Georges Athanassopoulos

Restaurant
Restaurant
Chef: Georges Athanassopoulos
Màloma
Chemin Des Deux Fermes, 5
1331
Rosières
+32 456 011 842

Interview

Qui sont vos parrains ?
Jean-Luc Pigneur
Jean-Baptiste Thomaes

Avez-vous toujours su que vous deviendrez cuisinier ?
Avez-vous toujours su que vous deviendrez cuisinier ? Je ne l’ai pas toujours su, mais mon environnement familial y a largement contribué. Dans ma famille, la nourriture a toujours été une priorité. Je viens d’une famille d’épicuriens où l’amour de la cuisine et des bons produits était au centre des discussions. Mes grands-parents comme mes parents, ont toujours cuisiné à la maison. Mes parents aimaient organiser de grandes tablées et passer la journée en cuisine pour ma sœur et moi ou pour leurs amis. Nos conversations tournaient très souvent autour des repas : le petit-déjeuner, le déjeuner, le dîner, mais aussi tout ce qui se partage autour de la table, l’actualité ou les moments de vie.
Je suis tombé amoureux du métier en y travaillant, et j’ai toujours ressenti un profond besoin de m’exprimer. En travaillant dans différents restaurants étoilés du pays, j’ai compris que la cuisine pouvait être un véritable moyen d’expression, une façon de partager ses idées et ses valeurs.

Où avez-vous appris votre métier ?
Je me suis formé à l'EHPN, l'École Hôtelière de Namur, puis à la Vieusart Academy of Culinary Arts. Mon parcours dans plusieurs restaurants étoilés du pays m’a donné le goût de la cuisine bien faite. Les chefs et les équipes avec qui j’ai travaillé m’ont transmis la rigueur, l’exigence et la curiosité nécessaire pour me remettre constamment en question. Cette dynamique d’apprentissage permanent me pousse à continuer à affiner mon geste et ma compréhension du produit.
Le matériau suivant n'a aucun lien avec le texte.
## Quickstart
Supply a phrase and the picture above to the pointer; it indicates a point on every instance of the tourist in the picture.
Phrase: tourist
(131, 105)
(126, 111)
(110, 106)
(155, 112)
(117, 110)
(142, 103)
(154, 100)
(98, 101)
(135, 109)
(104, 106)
Comment décrivez-vous votre cuisine ?
Ma cuisine est engagée, aussi bien dans la créativité que dans la durabilité, dans le fond comme dans la forme.
Je propose un menu unique qui change chaque mois selon les produits de saison disponibles. Je travaille directement en circuit court avec des producteurs locaux. Ils me proposent ce qu’ils ont, sans que je leur impose quoi que ce soit, et je compose avec cela. L’idée derrière est vraiment de promouvoir des produits et une cuisine qui ont du sens. Ma démarche s’étend aussi au zéro déchet, au soutien des agriculteurs qui font de réels efforts dans leur manière de produire mais aussi à une vision d’une cuisine responsable. Dans l’assiette, ma cuisine s’exprime à travers des goûts francs et intenses. Je fais partie de ceux qui sont convaincus que les produits d’une même saison s’accordent naturellement entre eux. En les réunissant, ils créent des compositions sincères où chaque ingrédient trouve naturellement sa place. S’il fallait citer une signature de ma cuisine, ce seraient les fermentations. Elles occupent une place essentielle dans mon travail. Le nom « Màloma » vient d’ailleurs du terme grec ancien « malolactique », en référence à cette fermentation utilisée notamment pour certains types de vins rouges.

Qui sont vos modèles ? Qui admirez-vous dans la profession ? Et pourquoi ?
Mes modèles sont avant tout les producteurs avec qui je travaille au quotidien. Ce sont eux qui guident ma cuisine. Les chefs ne sont finalement que des interprètes du travail de la terre. J’ai également beaucoup d’admiration pour le Mastercook Jean-Luc Pigneur, de par son expérience global dans le métier mais aussi parce qu’il défend depuis longtemps l’idée
que les producteurs doivent être remis au même niveau que les chefs, et que notre rôle est avant tout de révéler la qualité du produit. C’est une vision dans laquelle je me reconnais profondément.
Mais mon admiration dépasse largement le cadre de la cuisine. J’admire profondément toutes les personnes qui travaillent avec la précision d’un orfèvre dans leur métier : qu’il s’agisse d’un cuisinier, d’un potier, d’un ingénieur ou de tout autre artisan. Tous ces esprits brillants qui consacrent leur temps à comprendre la matière, à perfectionner un
geste et à créer quelque chose de juste m’inspirent profondément.

Que signifie pour vous rejoindre l'association ?
C'est une double reconnaissance. D'abord, faire partie de la plus importante association de cuisiniers de Belgique, qui met en valeur les producteurs et les artisans ; des gens que je place au cœur de mon travail. Et ensuite, être reconnu par la profession elle-même. Mon ambition, c'est d'aller encore plus loin dans ma démarche éco-responsable, de réfléchir à comment rendre un restaurant le moins nocif possible pour l'environnement. Rejoindre une telle association, c'est aussi s'engager collectivement dans cette direction.